Tuesday, 7 June 2022
Adjournment
Wallan quarry
Wallan quarry
Ms MAXWELL (Northern Victoria) (19:40): (1960) My adjournment is to the Minister for Planning, and the action I seek of the minister is for him to listen to the loud voice of the community and reject the disastrous planning application for a quarry that is set to gut the connecting communities of Beveridge and Wallan. Wallan and Beveridge are fast-growing and thriving communities. More than 120 000 people are likely to call this area home in the next 20 years, and the community has worked hard to plan its future to ensure there will be local services and amenities to make the community a great place to live.
I have received countless amounts of correspondence from concerned locals that the proposed quarry that was inserted into the precinct plan is going to be a stone’s throw from their homes, a couple of kilometres from primary schools and high schools and close to community and sporting centres. Blasts could occur over a 5-hour period from Monday to Friday for 20 years, disrupting residents’ rights to peace and quiet, including those of shiftworkers, babies and young children—scaring their pets, creating dust and traffic and ruining their landscape. People moving into the area have written to me completely bewildered that consideration would be given to a proposal that is so close to homes and will likely impact future access to services, shopping facilities, recreational areas and the aesthetic appeal of the community. They are also concerned about traffic congestion. The Northern Highway, already under strain, and the Hume Freeway are the only realistic routes from Beveridge to most other areas. They have had no assurance that blasting from the quarry will not impact their health and wellbeing or lead to long-term structural damage. A local resident wrote to me last week, saying:
It appears that there is no regard for the future of the locals … without the health and safety impacts to any existing community.
They rightly noted that the time frame for the life of the quarry—some say 20 years and others say 30 years—is not temporary but intergenerational. The Mitchell Shire Council could not have put it any better:
A quarry in Beveridge/Wallan is the pits.
The community is not anti quarry. They know that resources are a necessary part of building vital infrastructure, but a quarry in the middle of a residential precinct is not good planning or good practice. It is set to stifle development and makes little economic sense except to the owner of Conundrum Holdings.
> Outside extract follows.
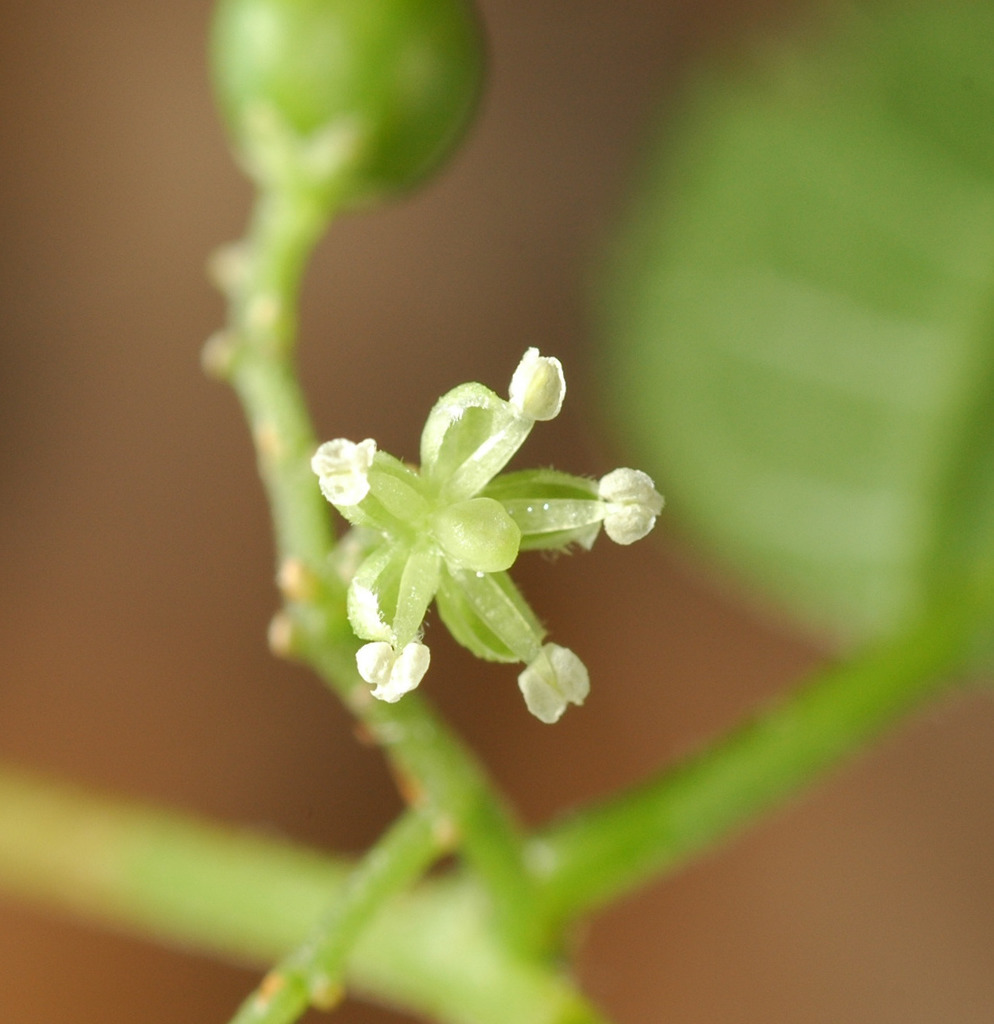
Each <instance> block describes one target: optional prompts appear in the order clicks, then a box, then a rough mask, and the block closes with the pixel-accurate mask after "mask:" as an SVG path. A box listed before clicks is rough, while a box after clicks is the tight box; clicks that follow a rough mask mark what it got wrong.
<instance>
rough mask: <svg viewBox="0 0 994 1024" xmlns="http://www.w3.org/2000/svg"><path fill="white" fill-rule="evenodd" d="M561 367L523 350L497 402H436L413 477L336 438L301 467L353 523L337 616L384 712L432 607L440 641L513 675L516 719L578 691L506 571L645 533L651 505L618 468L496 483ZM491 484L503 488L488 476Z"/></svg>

Council has opposed the quarry. In fact they have rejected the permit application twice. But they were nonetheless directed to draft permit conditions by the ministerial advisory committee for them to consider as part of their process. The advisory committee chair, Nick Wimbush, said it did not signify the quarry would be approved, but it is madness that consideration of this has come this far when everyone is saying no. As I raised in my adjournment on the same issue back in December 2021, the original precinct structure plan was exhibited publicly and approved without the inclusion of a quarry.